According to a recent study, Earth could be home to nearly 1 trillion species, with only one-thousandth of 1 percent now identified. The Indiana University scientists combined microbial, plant and animal datasets from government, academic and citizen science sources, resulting in the largest compilation of its kind.
Altogether, these data represent more than 5.6 million microscopic and non-microscopic species from 35,000 locations across all the world’s oceans and continents, except Antarctica.
“Estimating the number of species on Earth is among the great challenges in biology,” Jay Lennon said, adding “Our study combines the largest available datasets with ecological models and new ecological rules for how biodiversity relates to abundance. This gave us a new and rigorous estimate for the number of microbial species on Earth.”
He added that “until recently, we’ve lacked the tools to truly estimate the number of microbial species in the natural environment. The advent of new genetic sequencing technology provides a large pool of new information.”
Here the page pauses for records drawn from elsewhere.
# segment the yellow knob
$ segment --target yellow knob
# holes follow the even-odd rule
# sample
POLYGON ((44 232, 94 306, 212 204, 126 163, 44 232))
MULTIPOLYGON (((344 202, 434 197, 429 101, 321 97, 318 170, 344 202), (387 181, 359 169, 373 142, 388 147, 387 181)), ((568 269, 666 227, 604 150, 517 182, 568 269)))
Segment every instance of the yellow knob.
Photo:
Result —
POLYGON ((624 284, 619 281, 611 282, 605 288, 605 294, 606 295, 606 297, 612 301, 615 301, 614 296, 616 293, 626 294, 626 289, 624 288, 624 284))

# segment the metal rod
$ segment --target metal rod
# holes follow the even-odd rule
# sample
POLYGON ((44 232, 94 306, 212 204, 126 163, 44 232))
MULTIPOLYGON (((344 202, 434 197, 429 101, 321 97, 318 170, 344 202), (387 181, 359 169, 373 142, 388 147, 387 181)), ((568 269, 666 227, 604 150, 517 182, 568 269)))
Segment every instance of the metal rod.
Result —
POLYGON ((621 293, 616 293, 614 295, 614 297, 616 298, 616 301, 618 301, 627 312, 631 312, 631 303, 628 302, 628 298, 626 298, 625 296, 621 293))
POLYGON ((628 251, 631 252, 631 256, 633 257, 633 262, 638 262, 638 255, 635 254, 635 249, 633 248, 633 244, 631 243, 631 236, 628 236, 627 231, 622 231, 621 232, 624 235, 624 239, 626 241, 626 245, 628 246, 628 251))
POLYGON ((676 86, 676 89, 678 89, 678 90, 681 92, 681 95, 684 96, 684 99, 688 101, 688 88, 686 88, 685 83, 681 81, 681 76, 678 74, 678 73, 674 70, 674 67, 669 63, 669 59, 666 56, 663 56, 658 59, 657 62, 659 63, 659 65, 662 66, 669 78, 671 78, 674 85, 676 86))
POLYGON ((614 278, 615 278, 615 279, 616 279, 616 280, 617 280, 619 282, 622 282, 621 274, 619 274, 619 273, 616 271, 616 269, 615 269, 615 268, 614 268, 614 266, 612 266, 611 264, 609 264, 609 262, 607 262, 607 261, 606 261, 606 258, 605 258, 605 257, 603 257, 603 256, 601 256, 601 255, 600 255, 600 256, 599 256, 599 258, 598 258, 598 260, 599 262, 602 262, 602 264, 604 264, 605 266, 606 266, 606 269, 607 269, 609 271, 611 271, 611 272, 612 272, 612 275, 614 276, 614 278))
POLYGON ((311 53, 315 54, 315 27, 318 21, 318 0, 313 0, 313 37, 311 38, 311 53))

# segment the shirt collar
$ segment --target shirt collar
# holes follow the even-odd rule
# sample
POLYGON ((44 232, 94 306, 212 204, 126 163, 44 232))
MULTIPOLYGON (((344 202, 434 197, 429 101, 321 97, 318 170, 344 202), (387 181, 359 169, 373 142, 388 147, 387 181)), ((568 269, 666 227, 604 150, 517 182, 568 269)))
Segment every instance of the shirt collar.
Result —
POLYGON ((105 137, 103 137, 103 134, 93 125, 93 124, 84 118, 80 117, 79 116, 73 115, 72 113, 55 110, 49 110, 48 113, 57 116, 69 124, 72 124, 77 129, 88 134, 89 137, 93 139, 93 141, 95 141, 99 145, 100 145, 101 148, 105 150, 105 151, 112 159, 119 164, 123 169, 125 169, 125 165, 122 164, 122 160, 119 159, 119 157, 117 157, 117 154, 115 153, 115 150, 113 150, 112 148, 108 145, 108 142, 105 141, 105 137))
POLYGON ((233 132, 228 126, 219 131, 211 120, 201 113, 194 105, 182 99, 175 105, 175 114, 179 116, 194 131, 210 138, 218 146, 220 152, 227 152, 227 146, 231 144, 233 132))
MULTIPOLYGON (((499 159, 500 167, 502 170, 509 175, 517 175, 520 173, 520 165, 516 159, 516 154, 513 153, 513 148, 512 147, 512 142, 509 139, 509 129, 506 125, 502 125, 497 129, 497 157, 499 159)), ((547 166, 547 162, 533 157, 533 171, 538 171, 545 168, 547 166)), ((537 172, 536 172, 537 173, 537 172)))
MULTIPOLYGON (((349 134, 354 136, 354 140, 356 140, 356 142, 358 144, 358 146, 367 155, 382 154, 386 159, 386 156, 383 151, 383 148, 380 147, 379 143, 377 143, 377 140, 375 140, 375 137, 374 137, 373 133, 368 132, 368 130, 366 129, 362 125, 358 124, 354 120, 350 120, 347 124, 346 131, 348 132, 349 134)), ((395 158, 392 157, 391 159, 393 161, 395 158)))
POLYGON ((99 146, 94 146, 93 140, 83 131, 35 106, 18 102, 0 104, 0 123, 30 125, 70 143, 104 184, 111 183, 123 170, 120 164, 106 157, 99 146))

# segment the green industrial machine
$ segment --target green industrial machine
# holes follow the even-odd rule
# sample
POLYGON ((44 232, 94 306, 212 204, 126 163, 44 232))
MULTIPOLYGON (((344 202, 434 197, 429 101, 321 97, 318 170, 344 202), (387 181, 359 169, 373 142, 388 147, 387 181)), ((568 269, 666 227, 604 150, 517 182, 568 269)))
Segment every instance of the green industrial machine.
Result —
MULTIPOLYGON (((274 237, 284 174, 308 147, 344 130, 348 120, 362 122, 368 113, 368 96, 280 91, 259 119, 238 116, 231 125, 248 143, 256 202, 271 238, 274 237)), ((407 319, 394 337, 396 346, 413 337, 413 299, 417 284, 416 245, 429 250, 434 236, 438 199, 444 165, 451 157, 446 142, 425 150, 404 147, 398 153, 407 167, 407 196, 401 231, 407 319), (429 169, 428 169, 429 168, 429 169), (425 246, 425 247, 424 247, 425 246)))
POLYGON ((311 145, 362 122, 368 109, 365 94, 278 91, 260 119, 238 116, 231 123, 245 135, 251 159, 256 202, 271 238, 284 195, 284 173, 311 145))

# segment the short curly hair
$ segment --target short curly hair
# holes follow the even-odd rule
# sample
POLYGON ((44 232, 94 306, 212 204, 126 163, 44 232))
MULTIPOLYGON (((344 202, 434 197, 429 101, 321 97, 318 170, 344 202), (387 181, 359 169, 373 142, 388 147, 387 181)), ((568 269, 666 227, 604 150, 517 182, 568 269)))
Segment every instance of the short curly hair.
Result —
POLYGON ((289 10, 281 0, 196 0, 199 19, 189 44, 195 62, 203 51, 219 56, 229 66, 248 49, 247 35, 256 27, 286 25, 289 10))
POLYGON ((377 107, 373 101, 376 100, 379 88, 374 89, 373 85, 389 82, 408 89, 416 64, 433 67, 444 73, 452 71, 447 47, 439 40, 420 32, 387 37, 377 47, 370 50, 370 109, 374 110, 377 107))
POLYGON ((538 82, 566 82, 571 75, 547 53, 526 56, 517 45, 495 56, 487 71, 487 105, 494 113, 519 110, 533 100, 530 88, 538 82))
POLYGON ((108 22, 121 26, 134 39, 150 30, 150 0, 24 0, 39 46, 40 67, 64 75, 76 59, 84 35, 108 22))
“This research offers a view of the extensive diversity of microbes on Earth,” said Simon Malcomber, director of the Dimensions of Biodiversity program.
“It also highlights how much of that diversity still remains to be discovered and described.” The study’s results also suggest that identifying every microbial species on Earth presents a huge challenge.
“Of those species cataloged, only about 10,000 have ever been grown in a lab, and fewer than 100,000 have classified genetic sequences,” Lennon said.
“Our results show that this leaves 100,000 times more microorganisms awaiting discovery and 100 million to be fully explored. Microbial biodiversity, it appears, is greater than we ever imagined.”
The estimate, based on universal scaling laws applied to large datasets, appears in the journal Proceedings of the National Academy of Sciences.